He doesn't believe in God as much as he does the Devil, because in all his twenty four years of life he's only ever seen demons. They are everywhere, preening behind every shadow, hiding behind every bottle stained grin. He has grown up with them, befriended them, and made them his only family because they are the only ones that never hide behind lies. Demons have no need, no desire, for pretty masks.
Then he meets her. It is mere accident – she is lost in the maze of alleys and has never learned how to see in the dark. She charms him with soft smiles and flatters him by not flinching away. When she is near there is a whisper of ink and ancient paper – leftovers from all the time she's spent admiring musty old books in a life that is far away from his own.

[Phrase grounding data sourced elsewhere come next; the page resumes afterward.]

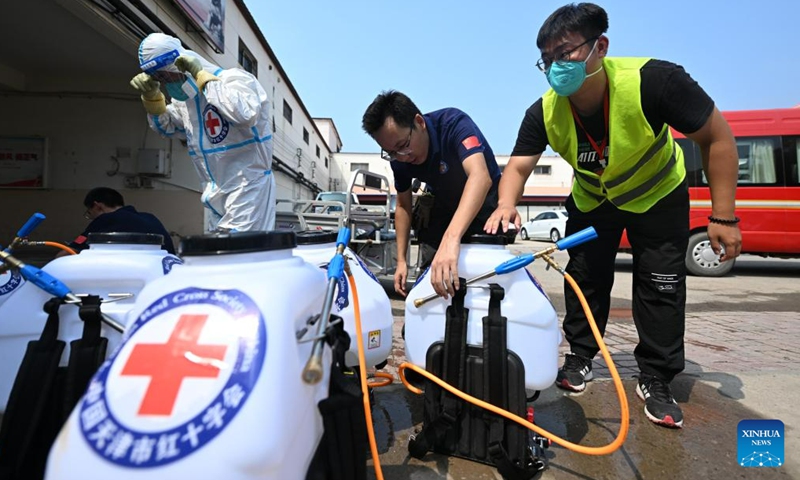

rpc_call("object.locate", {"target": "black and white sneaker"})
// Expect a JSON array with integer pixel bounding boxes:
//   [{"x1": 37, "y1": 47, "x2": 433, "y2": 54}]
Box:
[
  {"x1": 556, "y1": 353, "x2": 592, "y2": 392},
  {"x1": 636, "y1": 374, "x2": 683, "y2": 428}
]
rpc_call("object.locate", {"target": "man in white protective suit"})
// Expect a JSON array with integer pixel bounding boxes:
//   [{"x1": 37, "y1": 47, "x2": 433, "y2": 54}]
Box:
[{"x1": 131, "y1": 33, "x2": 275, "y2": 231}]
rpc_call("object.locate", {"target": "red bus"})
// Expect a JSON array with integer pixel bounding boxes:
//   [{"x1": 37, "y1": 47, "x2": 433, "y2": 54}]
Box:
[{"x1": 620, "y1": 108, "x2": 800, "y2": 277}]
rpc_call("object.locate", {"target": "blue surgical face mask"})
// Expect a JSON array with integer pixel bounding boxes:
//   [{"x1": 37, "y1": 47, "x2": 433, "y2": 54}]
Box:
[
  {"x1": 547, "y1": 41, "x2": 603, "y2": 97},
  {"x1": 164, "y1": 82, "x2": 189, "y2": 102}
]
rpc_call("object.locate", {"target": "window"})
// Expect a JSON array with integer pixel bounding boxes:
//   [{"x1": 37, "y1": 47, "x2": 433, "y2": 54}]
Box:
[
  {"x1": 783, "y1": 137, "x2": 800, "y2": 186},
  {"x1": 676, "y1": 137, "x2": 781, "y2": 187},
  {"x1": 283, "y1": 100, "x2": 292, "y2": 125},
  {"x1": 239, "y1": 38, "x2": 258, "y2": 77}
]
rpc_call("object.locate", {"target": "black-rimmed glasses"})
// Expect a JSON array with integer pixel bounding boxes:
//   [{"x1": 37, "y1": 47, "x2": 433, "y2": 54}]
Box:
[
  {"x1": 381, "y1": 125, "x2": 414, "y2": 162},
  {"x1": 536, "y1": 37, "x2": 600, "y2": 73}
]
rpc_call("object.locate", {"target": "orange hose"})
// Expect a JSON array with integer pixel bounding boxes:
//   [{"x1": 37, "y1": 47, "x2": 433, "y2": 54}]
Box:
[
  {"x1": 42, "y1": 242, "x2": 78, "y2": 255},
  {"x1": 397, "y1": 273, "x2": 630, "y2": 455},
  {"x1": 345, "y1": 263, "x2": 383, "y2": 480},
  {"x1": 367, "y1": 372, "x2": 394, "y2": 388}
]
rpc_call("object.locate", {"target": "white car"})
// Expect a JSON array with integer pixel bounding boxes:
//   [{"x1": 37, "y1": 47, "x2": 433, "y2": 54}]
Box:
[{"x1": 519, "y1": 210, "x2": 567, "y2": 242}]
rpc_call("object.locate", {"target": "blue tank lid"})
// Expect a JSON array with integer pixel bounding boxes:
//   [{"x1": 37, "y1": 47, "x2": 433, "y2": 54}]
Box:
[
  {"x1": 179, "y1": 230, "x2": 297, "y2": 256},
  {"x1": 296, "y1": 230, "x2": 339, "y2": 245},
  {"x1": 87, "y1": 232, "x2": 164, "y2": 245}
]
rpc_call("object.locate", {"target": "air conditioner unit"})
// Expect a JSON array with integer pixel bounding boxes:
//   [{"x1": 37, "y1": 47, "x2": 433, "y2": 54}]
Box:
[{"x1": 136, "y1": 148, "x2": 169, "y2": 177}]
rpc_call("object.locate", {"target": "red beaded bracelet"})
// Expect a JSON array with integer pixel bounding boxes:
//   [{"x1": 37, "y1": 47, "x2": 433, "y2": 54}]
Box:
[{"x1": 708, "y1": 215, "x2": 742, "y2": 225}]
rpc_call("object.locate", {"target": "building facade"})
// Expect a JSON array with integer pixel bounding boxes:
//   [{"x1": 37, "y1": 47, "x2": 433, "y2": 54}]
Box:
[{"x1": 0, "y1": 0, "x2": 334, "y2": 243}]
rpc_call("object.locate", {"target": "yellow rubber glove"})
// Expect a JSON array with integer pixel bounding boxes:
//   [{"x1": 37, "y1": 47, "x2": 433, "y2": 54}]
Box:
[
  {"x1": 175, "y1": 55, "x2": 219, "y2": 91},
  {"x1": 131, "y1": 73, "x2": 167, "y2": 115}
]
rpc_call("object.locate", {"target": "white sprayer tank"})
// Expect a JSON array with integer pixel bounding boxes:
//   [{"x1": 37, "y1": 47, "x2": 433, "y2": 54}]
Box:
[
  {"x1": 294, "y1": 230, "x2": 394, "y2": 367},
  {"x1": 45, "y1": 231, "x2": 331, "y2": 480},
  {"x1": 405, "y1": 235, "x2": 561, "y2": 390},
  {"x1": 0, "y1": 233, "x2": 181, "y2": 411}
]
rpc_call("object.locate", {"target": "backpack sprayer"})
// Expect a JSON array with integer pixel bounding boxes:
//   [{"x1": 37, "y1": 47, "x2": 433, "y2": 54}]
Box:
[
  {"x1": 338, "y1": 227, "x2": 630, "y2": 480},
  {"x1": 0, "y1": 213, "x2": 124, "y2": 333}
]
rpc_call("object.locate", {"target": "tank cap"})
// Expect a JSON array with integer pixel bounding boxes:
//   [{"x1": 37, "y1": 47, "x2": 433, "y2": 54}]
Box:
[
  {"x1": 461, "y1": 230, "x2": 516, "y2": 246},
  {"x1": 88, "y1": 232, "x2": 164, "y2": 245},
  {"x1": 180, "y1": 230, "x2": 297, "y2": 256},
  {"x1": 296, "y1": 230, "x2": 339, "y2": 245}
]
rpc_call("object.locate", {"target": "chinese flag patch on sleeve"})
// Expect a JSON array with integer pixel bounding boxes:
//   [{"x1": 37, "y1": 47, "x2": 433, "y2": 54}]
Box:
[{"x1": 461, "y1": 135, "x2": 481, "y2": 150}]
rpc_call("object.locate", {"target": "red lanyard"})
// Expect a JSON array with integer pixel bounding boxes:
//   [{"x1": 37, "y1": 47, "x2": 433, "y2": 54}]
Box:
[{"x1": 569, "y1": 88, "x2": 608, "y2": 162}]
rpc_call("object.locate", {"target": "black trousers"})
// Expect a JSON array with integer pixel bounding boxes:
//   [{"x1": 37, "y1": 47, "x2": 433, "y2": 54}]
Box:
[{"x1": 564, "y1": 182, "x2": 689, "y2": 382}]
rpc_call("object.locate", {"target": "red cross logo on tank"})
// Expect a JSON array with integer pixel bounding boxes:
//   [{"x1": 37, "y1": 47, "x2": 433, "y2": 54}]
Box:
[
  {"x1": 79, "y1": 287, "x2": 267, "y2": 468},
  {"x1": 203, "y1": 103, "x2": 231, "y2": 145}
]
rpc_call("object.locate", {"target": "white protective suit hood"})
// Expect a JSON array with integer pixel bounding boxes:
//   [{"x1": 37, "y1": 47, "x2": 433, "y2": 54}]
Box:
[
  {"x1": 139, "y1": 33, "x2": 276, "y2": 231},
  {"x1": 139, "y1": 33, "x2": 221, "y2": 74}
]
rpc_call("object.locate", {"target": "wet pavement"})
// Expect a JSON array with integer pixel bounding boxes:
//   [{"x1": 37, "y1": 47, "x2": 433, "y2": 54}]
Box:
[
  {"x1": 368, "y1": 246, "x2": 800, "y2": 480},
  {"x1": 1, "y1": 242, "x2": 800, "y2": 480}
]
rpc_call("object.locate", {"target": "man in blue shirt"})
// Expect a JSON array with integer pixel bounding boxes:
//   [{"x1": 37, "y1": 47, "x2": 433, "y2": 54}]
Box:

For a moment she tames him, and it's like Beauty and the Beast, but without the singing silverware and the clumps of fur clogging the drain. She sees past the piercings, the dark scowls, and even darker past. His soul is so weighed down with sin it feels as if every move is mechanical – the grinding of metal gears and the clicking of the engine he calls a heart.
She is too soft to be his and too good to be true. Demons whisper in his ear, telling him that she isn't Beauty and he is not the Beast. Rather, he is Samson and she is Delilah. She isn't trying to find the man in the monster, they sneer. She is only biding her time, learning how to tinker and twist the workings of his metal heart, so that she can systematically tear him apart at his welded seams. They warn him that it is only a matter of time before he wakes up with his hair cut, his strength gone, and with nothing.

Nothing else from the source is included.